The surveys are anonymous. They are chosen by school boards and school superintendents, who may opt for sex-free questionnaires, as Salem's did.

Parents may decline to allow their children to fill out the forms. Students themselves can refuse to participate. Students also can skip any sex-related questions they encounter.

With those protections, I can only wonder what the concerns can be.

People in the "prevention community" support the questionnaires.

"You can't put your head in the sand and pretend that a problem doesn't exist," Dan Merenda, executive director of the Roanoke Adolescent Health Partnership, said in a Roanoke Times story on Monday.

Many parents apparently are satisfied with the Youth Risk Behavior Surveys that many schools employ. They were developed in part by the Centers for Disease Control and Prevention.

Nothing is more important in today's world than information, and few things are more valuable than information about sexual behavior among the young. Nowadays, sex can lead not only to pregnancy but also to chronic and even fatal diseases.

Thanks to the mass media, our children face sexual images and messages as never before. It is imperative that we have some idea of the effect these messages may have on our young, who are no more likely to tell us than we were to tell our parents.

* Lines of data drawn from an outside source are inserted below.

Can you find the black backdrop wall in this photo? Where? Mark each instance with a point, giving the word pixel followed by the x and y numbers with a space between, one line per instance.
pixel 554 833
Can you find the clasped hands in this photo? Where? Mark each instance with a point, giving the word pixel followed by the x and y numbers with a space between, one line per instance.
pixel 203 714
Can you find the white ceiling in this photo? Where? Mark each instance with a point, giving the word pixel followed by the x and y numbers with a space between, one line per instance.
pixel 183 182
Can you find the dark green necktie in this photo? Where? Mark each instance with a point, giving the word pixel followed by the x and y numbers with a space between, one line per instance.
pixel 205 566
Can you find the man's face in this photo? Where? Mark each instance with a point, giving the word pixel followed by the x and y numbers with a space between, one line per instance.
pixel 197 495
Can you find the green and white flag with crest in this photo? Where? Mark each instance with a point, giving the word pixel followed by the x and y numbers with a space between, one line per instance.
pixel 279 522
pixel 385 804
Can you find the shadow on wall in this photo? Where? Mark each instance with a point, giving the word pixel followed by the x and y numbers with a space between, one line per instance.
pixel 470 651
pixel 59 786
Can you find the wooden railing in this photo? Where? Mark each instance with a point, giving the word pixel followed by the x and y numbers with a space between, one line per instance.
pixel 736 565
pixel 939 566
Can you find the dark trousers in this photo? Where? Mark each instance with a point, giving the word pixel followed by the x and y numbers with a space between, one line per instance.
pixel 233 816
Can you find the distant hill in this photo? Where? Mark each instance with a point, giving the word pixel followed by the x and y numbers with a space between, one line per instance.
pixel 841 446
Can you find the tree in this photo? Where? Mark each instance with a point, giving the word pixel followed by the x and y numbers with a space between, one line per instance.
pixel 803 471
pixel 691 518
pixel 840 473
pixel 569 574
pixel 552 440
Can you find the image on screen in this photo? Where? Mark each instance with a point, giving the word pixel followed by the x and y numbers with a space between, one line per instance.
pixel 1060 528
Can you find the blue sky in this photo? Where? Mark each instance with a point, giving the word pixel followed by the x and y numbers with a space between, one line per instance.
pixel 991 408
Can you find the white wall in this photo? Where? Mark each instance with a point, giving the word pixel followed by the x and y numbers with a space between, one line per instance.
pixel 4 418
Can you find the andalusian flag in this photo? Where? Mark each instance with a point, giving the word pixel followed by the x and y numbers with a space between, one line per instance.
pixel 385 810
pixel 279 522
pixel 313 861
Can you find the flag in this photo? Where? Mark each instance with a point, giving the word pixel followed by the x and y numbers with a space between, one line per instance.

Yes, evidence of sexual precociousness is upsetting. But eliminating or diluting sex-related questions for middle school and high school students would deprive us of clues we can use to fight against today's steaming stew of sexual over-emphasis.

Hugo's bill passed the House of Delegates last session, but he withdrew it so he could "see if there is middle ground, so we can get good information, yet protect the rights of parents."

Hugo and other legislators may have tackled this issue in part for political advantage. Few things attract attention as readily as sex does.

Survey questions don't cause sexual behavior. They help us form a picture of the real situation. And we need that picture now more than ever.